あの夜に戻れたら (ハーレクイン・ロマンス)

あの夜に戻れたら (ハーレクイン・ロマンス)

兄の親友であるヤニスに恋するマリエッタは、彼の誕生日に自分を与えることを決め、ヤニスの寝室に忍び込む。
ヤニスは事業を救うために、有力者の娘と結婚するよう父に言い渡されて荒れていた。しこたま酔い、夢うつつで傍らの女性の愛撫に応えたヤニスは、彼女の中に入ろうとした時になって、それがマリエッタであることに気付く。他の女性と結婚することが決まっている男が、彼女の純潔を奪っていいはずがない。意思の力を総動員して、ヤニスはマリエッタを拒絶して部屋から追い出した。しかし、翌朝父に呼び出されたヤニスは、不実を働いた疑いを責められ、潔白を証明するよう促される。ヤニスは否定することもできたが、あえて肯定し、縁談は破談となる。そして、破談になったことで、ヤニスの父は会社を失い、倒れた。それからヤニスは失った富を取り戻すために、寝る間も惜しんで働いたが、その原動力はマリエッタへの憎しみだった。
13年後、レイフの結婚式で二人は再会する。
愚かな16歳の頃の過ちを恥じて、マリエッタは緊張するが、ヤニスの憎悪に戸惑う。美しく成長したマリエッタを前に、ヤニスは自身の欲望に怒りを感じ、それならば13年前に貰うはずだったものを味わう権利はあると結論づける。自分を憎む相手に身を捧げるなんて愚か以外の何物でもない。だが、マリエッタはヤニスが欲しかった。切羽詰まった彼女はヤニスに13年前に自分を拒んだ理由を尋ね、彼が自分を経験者だと思っていることを知る。いまだに処女であることを知られたくない。
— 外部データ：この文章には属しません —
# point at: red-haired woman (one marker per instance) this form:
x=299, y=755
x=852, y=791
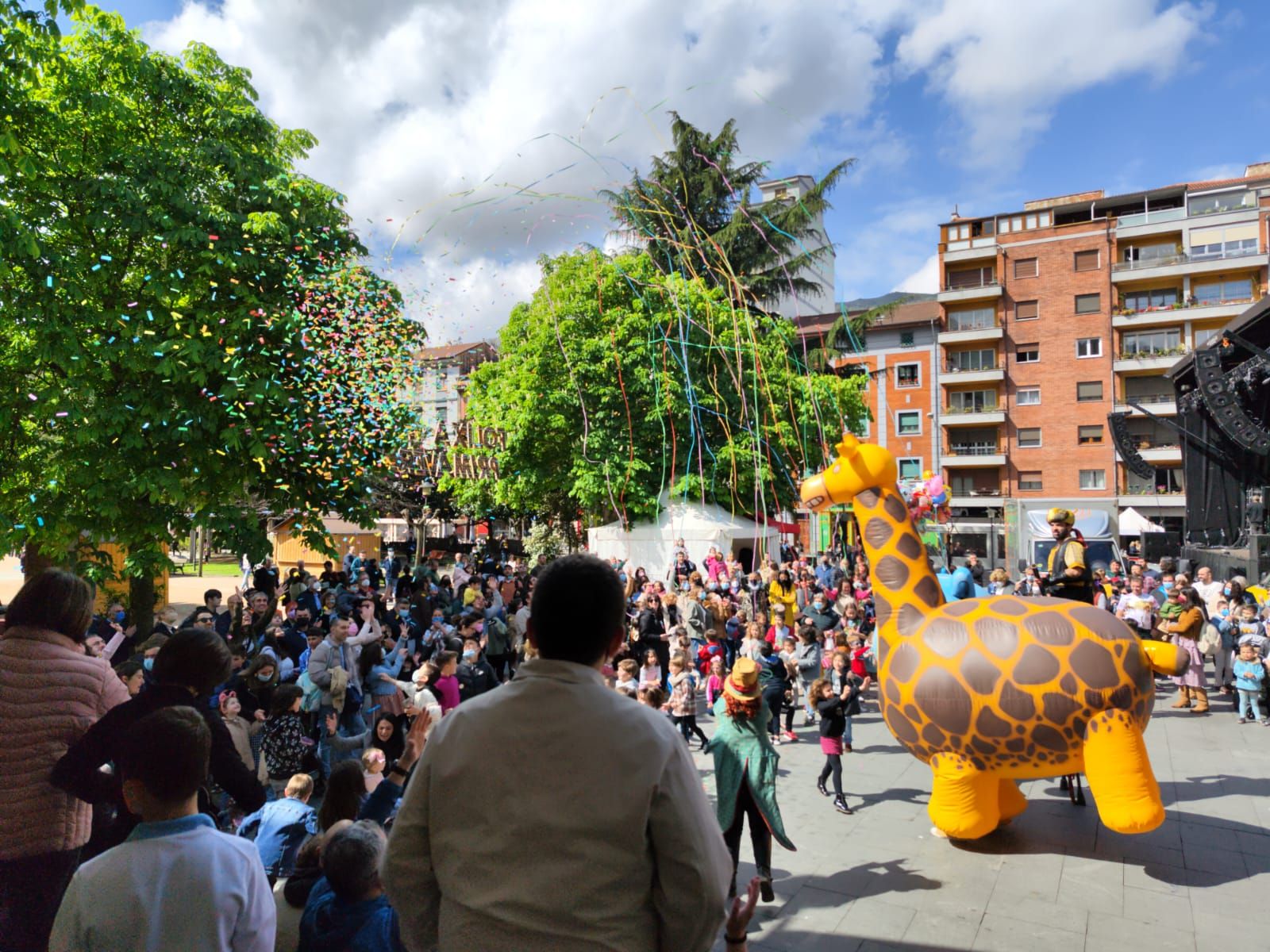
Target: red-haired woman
x=746, y=772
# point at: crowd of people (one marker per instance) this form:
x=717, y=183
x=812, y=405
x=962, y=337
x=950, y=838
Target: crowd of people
x=260, y=757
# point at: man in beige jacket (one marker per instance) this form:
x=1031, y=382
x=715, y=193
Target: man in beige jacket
x=556, y=814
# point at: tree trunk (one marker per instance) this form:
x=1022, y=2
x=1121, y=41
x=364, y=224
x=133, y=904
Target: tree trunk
x=141, y=603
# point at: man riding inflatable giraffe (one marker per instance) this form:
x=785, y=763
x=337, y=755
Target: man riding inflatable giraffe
x=991, y=691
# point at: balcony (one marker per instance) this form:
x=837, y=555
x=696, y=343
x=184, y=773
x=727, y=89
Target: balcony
x=1147, y=359
x=964, y=336
x=952, y=376
x=973, y=455
x=1159, y=404
x=986, y=290
x=1184, y=263
x=1191, y=311
x=986, y=416
x=971, y=251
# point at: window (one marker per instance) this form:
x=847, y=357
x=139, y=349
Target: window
x=1221, y=291
x=1094, y=479
x=975, y=319
x=983, y=359
x=1089, y=304
x=1089, y=436
x=1087, y=260
x=910, y=467
x=972, y=277
x=1147, y=343
x=908, y=374
x=1153, y=300
x=972, y=401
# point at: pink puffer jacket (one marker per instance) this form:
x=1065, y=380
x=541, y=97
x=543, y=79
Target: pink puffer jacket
x=50, y=695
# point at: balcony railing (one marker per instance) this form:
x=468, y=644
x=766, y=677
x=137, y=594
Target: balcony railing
x=1153, y=217
x=1183, y=258
x=975, y=450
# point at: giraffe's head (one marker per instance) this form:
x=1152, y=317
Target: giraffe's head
x=859, y=466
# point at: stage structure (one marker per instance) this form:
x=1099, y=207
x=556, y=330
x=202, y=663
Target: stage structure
x=1223, y=416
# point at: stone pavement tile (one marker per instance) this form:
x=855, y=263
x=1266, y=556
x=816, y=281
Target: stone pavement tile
x=1038, y=912
x=876, y=919
x=1172, y=912
x=999, y=933
x=1114, y=933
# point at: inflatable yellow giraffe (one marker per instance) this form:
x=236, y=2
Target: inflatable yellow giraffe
x=990, y=691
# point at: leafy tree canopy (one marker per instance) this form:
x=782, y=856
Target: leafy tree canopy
x=619, y=382
x=694, y=215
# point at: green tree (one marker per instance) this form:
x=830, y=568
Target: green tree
x=619, y=382
x=177, y=310
x=694, y=215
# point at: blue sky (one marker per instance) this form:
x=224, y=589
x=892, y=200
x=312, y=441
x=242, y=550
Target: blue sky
x=433, y=118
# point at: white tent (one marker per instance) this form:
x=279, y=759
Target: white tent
x=1134, y=524
x=652, y=545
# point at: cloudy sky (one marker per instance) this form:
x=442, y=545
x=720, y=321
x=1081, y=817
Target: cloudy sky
x=471, y=136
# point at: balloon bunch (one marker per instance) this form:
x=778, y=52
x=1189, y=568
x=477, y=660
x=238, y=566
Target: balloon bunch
x=927, y=497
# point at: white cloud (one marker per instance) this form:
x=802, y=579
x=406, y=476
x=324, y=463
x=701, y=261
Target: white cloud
x=925, y=279
x=1005, y=67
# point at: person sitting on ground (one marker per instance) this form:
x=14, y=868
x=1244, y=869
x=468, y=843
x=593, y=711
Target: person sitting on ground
x=283, y=825
x=178, y=882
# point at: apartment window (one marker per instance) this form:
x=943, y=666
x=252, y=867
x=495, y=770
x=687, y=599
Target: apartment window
x=910, y=467
x=1087, y=260
x=1221, y=291
x=972, y=401
x=1094, y=479
x=973, y=319
x=908, y=423
x=1089, y=391
x=908, y=374
x=983, y=359
x=1153, y=300
x=1145, y=343
x=1089, y=436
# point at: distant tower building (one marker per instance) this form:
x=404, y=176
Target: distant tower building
x=791, y=190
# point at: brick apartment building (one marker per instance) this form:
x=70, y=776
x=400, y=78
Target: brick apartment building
x=1056, y=315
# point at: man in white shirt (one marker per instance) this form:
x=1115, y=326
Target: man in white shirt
x=177, y=882
x=588, y=833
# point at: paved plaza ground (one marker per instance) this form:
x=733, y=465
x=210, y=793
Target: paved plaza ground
x=1052, y=880
x=1056, y=879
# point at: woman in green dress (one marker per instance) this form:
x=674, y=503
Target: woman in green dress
x=746, y=772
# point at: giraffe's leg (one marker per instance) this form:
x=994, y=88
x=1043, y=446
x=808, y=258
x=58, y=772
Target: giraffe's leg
x=1010, y=800
x=963, y=800
x=1119, y=774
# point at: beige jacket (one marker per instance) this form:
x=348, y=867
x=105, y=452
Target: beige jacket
x=50, y=695
x=556, y=816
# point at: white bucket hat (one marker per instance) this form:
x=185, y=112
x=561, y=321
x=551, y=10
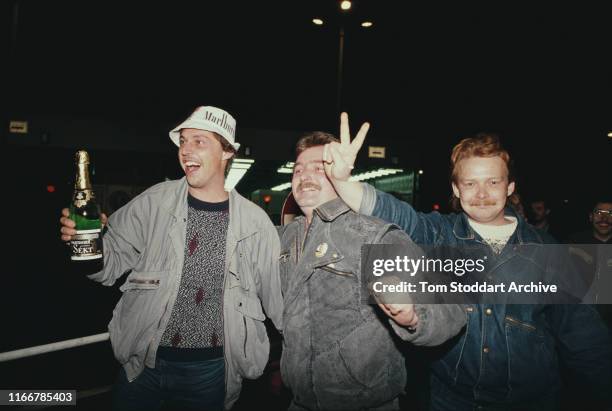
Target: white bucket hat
x=210, y=119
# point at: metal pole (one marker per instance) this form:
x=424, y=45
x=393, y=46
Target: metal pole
x=340, y=62
x=14, y=31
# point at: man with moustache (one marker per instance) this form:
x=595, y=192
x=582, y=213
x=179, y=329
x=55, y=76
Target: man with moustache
x=508, y=355
x=200, y=264
x=338, y=352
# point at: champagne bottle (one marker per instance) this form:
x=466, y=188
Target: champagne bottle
x=86, y=245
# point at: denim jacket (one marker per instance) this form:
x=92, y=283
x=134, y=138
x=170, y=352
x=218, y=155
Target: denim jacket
x=508, y=354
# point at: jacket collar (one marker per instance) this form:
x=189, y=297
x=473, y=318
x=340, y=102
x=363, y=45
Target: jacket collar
x=240, y=222
x=332, y=209
x=525, y=234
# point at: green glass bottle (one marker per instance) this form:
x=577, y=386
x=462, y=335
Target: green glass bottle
x=86, y=245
彼の誘惑を拒んで、二度と遭わないことを誓ったマリエッタに、さらなる問題が持ち上がる。皇室に脅迫状が送りつけられ、危機感を覚えたレイフは妹の警護に、自分が一番信頼する人物、ヤニスにマリエッタの保護を頼んだのだ。常に行動を共にする間、ヤニスは自分が思いこもうとしていたマリエッタの姿が、実態とは違うことに気付く。彼女は甘やかされたお嬢様でも、傲慢でもない。それでも、怒りに囚われたヤニスは、自分の想いを聞こうとしなかった。
やがて、脅迫者が判明し、ヤニスがマリエッタの傍を離れた後で、ヤニスの父がまた倒れる。病室で父はヤニスに感謝と自身の過ちについての謝罪を口にする。死を前にした父の言葉に、ヤニスはやっと真実に気付く。自分は自分で判断したことから起こった災厄を全てマリエッタの罪にし、彼女にいわれなき非難を浴びせていたのだ。
父の葬儀が終わった数日後、ヤニスはマリエッタに会いに行き、許しを乞い、チャンスを願った。信じるに足る証はと尋ねるマリエッタに、ヤニスは愛を告白する。


紆余曲折の後で、初恋を成就させる話。愛も憎しみも、強い感情という点では同じというHQ的な説でございますわ。